Despite this, there are some drawbacks. For one, coconut water contains natural sugars. As such, it can be detrimental to one’s health if consumed in large amounts. Secondly, it contains less sodium than other sports drinks. Sodium is needed to rehydrate after a long and arduous exercise. As such, supplements may be needed. For ordinary people, though, coconut water should suffice.

2. Is coconut healthy?

Coconut, on its own, is actually quite healthy. However, not all of its parts can be good, if consumed in large amounts. Take its oil, for instance. Coconut oil is saturated fat. Saturated fat is linked to weight gain and cardiovascular diseases if consumed in large amounts. Thus, it is advisable to intake coconut oil in moderation. It can be a good saving for one’s insurance if moderation is practiced.

3. Is coconut oil good for the skin?

Coconut oil has high levels of antioxidants. Thus, it can be good to be used on the skin to reduce fine lines. While those with oily skin may be reluctant to use coconut oil, it is actually even more inadvisable to use oil-reducing products, as the body must compensate for oil loss by producing even more oil. Thus, the skin gets even oilier and one may require getting money loans to buy more products.
Coconut oil can help rebalance the process and makes the skin less oily after prolonged use. However, try not to overuse it, as it can lead to blocked pores. To test, use a small amount of coconut oil to see how your skin responds.

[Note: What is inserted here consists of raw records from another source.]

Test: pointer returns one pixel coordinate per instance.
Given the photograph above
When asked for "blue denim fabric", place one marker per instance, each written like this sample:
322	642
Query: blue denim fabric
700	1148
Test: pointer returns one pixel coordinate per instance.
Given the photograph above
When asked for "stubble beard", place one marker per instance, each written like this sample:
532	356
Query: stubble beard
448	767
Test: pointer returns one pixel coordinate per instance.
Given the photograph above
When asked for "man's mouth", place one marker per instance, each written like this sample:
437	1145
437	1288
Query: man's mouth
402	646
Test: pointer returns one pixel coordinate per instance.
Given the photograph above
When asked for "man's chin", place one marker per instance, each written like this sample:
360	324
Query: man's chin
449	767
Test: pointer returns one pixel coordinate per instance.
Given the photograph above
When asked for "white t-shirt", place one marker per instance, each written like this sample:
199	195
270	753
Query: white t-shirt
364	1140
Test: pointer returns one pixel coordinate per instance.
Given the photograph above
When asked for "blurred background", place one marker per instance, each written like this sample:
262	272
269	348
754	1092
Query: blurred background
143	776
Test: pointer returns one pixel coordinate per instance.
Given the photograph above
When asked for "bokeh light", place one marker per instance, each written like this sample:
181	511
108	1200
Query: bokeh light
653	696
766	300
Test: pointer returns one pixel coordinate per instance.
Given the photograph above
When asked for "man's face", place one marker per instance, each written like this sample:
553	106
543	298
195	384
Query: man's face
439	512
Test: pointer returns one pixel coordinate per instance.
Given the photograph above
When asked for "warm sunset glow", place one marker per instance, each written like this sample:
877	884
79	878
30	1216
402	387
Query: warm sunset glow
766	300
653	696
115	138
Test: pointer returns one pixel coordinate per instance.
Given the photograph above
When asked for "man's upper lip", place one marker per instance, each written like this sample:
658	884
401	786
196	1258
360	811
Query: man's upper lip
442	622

4. Does cooking with coconut make your dish taste like coconut?

While many are quite concerned about adding coconut byproducts to their dishes, adding coconut does not make your dish taste like coconut. Coconut milk is extensively used not only in savory dishes but also in sweet ones as an excellent non-dairy substitute. Coconut water barely tastes like coconut and is actually quite refreshing and healthy if drank on a hot day. Meanwhile, coconut sugar tastes like brown sugar and is a great substitute to cane sugar due to its low glycemic index. Coconut oil may have some coconut taste, but it often depends on how it was produced. Regardless, adding coconut to dishes is a great idea and a worthwhile investment.

5. How healthy is coconut oil?

Coconut oil, compared to other oils, is quite healthy. However, it is still a saturated fat, plant-based at least. Unlike its animal counterpart, coconut oil can easily be broken down by your body instead of storing it as additional fat. Regardless, you should still be on the lookout for how much you eat so that you don’t overdo and end up using up your insurance due to health problems.